Sharon Zalinger, the owner of North Shore Interiors, a Port Jefferson interior decorating and furniture business on East Main Street, said a man came into her store on June 3 and paid for merchandise with a $100 bill.
He left with the merchandise and change, Zalinger said. She then noticed a white line and black writing on the bill and realized “there was something suspicious about it.”
Zalinger said she went to a neighboring store to check the bill with a marking pen and then contacted police.
“I’ve had this store 20 years and never had a problem before,” said Zalinger, of Setauket. “So it’s very aggravating for someone to take advantage of you like that.”
On June 7, a man attempted to pay with a counterfeit $100 bill at East End Shirt Company, said owner Mary Joy Pipe. An employee recognized the bill as fake and the man took off, Pipe said.
“It was extremely apparent that it was a fake bill,” she said. “The feel of it, you just knew. It felt like funny money.”
The store handed over the bill and surveillance photos to Suffolk police, Pipe said.

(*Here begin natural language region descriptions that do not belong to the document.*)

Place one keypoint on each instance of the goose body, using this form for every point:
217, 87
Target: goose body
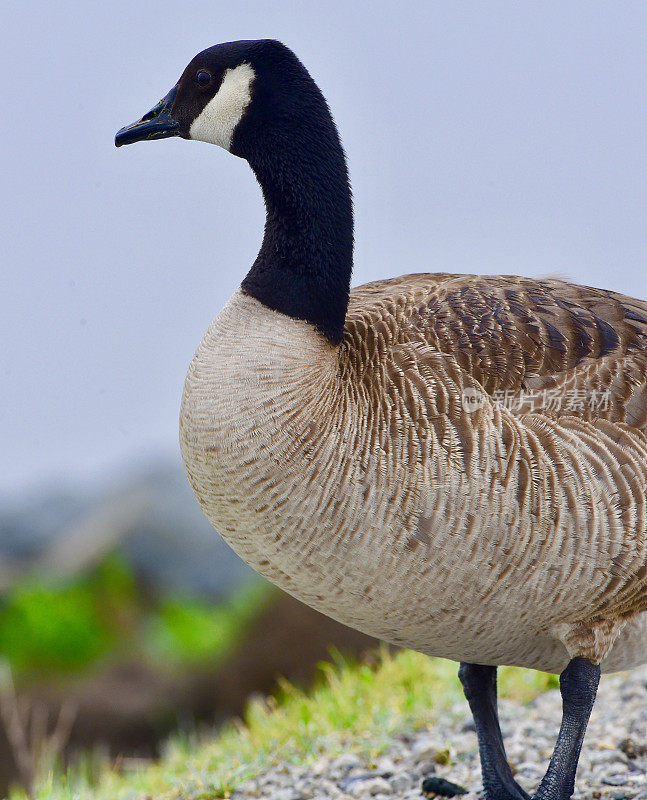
497, 535
452, 463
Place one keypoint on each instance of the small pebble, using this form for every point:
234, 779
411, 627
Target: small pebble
371, 787
613, 765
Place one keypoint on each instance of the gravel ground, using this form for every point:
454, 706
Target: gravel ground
613, 763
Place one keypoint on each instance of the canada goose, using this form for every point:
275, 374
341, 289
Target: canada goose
456, 464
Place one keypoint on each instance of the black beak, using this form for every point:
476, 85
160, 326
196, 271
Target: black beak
157, 124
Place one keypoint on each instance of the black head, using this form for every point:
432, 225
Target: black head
257, 100
232, 94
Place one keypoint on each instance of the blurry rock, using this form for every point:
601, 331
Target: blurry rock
152, 517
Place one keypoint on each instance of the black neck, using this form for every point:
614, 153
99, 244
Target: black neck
304, 265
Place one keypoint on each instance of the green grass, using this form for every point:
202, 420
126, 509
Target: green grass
353, 707
50, 628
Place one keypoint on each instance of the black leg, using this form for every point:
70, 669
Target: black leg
479, 685
578, 685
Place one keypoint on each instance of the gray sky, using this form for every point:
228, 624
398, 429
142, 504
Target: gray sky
482, 137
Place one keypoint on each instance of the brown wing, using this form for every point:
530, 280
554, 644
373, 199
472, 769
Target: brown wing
538, 345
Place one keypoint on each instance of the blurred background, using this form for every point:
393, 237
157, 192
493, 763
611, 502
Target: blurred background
497, 137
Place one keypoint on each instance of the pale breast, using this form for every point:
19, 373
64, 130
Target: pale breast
350, 479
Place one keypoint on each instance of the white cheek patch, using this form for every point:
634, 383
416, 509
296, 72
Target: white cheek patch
217, 121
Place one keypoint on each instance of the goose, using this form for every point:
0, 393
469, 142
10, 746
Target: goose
452, 463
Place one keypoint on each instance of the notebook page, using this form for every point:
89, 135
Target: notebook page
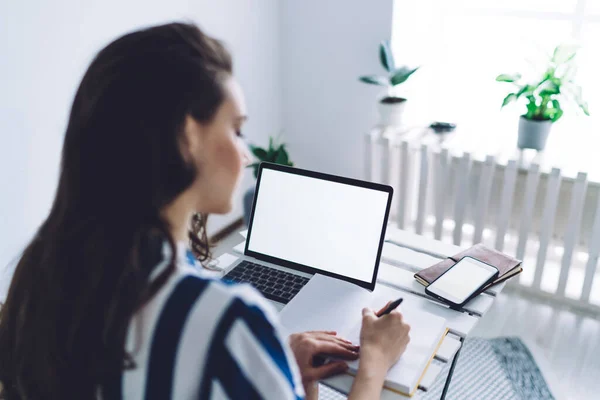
425, 336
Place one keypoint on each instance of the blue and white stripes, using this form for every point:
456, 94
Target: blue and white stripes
202, 339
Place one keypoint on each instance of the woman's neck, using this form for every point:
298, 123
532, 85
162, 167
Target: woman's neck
179, 214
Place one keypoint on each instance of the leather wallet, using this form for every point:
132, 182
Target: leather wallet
507, 265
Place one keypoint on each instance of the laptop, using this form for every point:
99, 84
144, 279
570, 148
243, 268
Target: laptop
305, 223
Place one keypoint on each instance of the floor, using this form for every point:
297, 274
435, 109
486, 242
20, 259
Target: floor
565, 343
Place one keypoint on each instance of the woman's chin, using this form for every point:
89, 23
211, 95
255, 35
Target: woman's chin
221, 209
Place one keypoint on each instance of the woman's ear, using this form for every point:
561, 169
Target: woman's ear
190, 141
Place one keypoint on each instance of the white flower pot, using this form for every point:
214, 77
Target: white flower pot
390, 114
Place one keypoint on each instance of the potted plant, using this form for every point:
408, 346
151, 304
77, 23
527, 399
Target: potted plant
391, 107
275, 153
543, 97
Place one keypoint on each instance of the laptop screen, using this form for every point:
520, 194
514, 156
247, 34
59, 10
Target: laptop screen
319, 223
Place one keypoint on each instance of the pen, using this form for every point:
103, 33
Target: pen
393, 305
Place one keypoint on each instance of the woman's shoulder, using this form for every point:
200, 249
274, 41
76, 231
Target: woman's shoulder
218, 297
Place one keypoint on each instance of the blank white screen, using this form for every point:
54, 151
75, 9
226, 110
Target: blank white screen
463, 279
325, 225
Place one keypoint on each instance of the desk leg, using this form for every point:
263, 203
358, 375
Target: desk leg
451, 372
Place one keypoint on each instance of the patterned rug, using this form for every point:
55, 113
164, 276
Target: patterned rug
487, 369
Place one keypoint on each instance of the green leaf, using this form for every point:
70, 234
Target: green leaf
564, 53
401, 75
557, 111
386, 57
549, 88
532, 107
374, 80
259, 152
508, 77
282, 156
526, 90
509, 99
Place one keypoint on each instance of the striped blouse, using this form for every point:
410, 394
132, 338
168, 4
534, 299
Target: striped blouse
200, 338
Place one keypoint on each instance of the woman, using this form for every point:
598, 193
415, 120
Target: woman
106, 300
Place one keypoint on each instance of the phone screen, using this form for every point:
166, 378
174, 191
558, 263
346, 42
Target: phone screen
462, 280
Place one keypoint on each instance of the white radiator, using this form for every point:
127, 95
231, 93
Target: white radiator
543, 218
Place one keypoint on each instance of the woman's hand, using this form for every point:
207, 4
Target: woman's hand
310, 349
382, 339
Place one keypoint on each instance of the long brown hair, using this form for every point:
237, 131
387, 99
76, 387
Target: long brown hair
85, 273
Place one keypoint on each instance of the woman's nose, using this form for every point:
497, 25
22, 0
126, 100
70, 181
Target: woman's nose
246, 159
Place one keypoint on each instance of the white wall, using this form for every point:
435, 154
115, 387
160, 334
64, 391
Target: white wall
326, 46
44, 50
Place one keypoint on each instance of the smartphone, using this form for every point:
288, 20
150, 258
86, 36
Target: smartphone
462, 281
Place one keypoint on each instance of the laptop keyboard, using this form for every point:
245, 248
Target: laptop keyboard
274, 284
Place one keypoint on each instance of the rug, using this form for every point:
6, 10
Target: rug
487, 369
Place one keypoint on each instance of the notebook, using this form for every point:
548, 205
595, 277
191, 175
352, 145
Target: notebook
507, 265
330, 304
426, 336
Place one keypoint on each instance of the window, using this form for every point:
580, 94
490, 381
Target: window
462, 45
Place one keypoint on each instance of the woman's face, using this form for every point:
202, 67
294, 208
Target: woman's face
219, 152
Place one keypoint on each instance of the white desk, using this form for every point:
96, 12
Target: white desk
400, 260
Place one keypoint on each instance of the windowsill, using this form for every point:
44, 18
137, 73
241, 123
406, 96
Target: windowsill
571, 147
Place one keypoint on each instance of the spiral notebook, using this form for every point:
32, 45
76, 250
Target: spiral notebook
330, 304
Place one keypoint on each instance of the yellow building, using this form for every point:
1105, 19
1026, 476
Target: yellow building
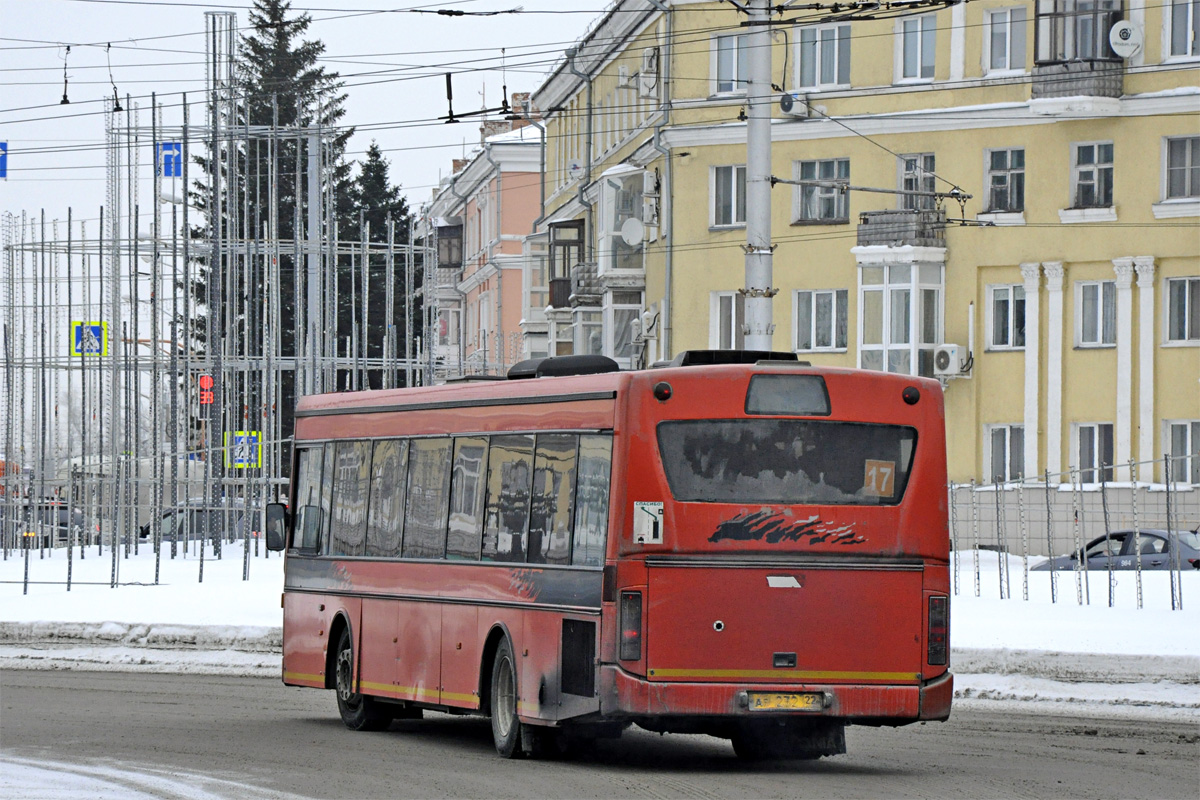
1060, 304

Suffolk police said they are investigating whether the incidents are connected, and the investigation is ongoing. Police did not provide information Tuesday on a possible suspect.
Susan Rodgers, owner of Susan Rodgers Designs — an artisan jewelry and craft store in Port Jefferson — said she hasn’t seen suspicious currency but she and her employees have been “a little more diligent” about checking their bills since hearing of the counterfeit money.
“We get $100s quite often in these stores. It’s not uncommon and I never think of checking it, but now definitely we will,” Rodgers said. “ . . . It’s just really sad because these are small stores. That could make or break your weekend, your income for the day.”
When Rodgers learned about the incidents, she alerted the Port Jefferson Retailers Association, a networking and troubleshooting organization for local businesses, so that other members could look out for fake bills.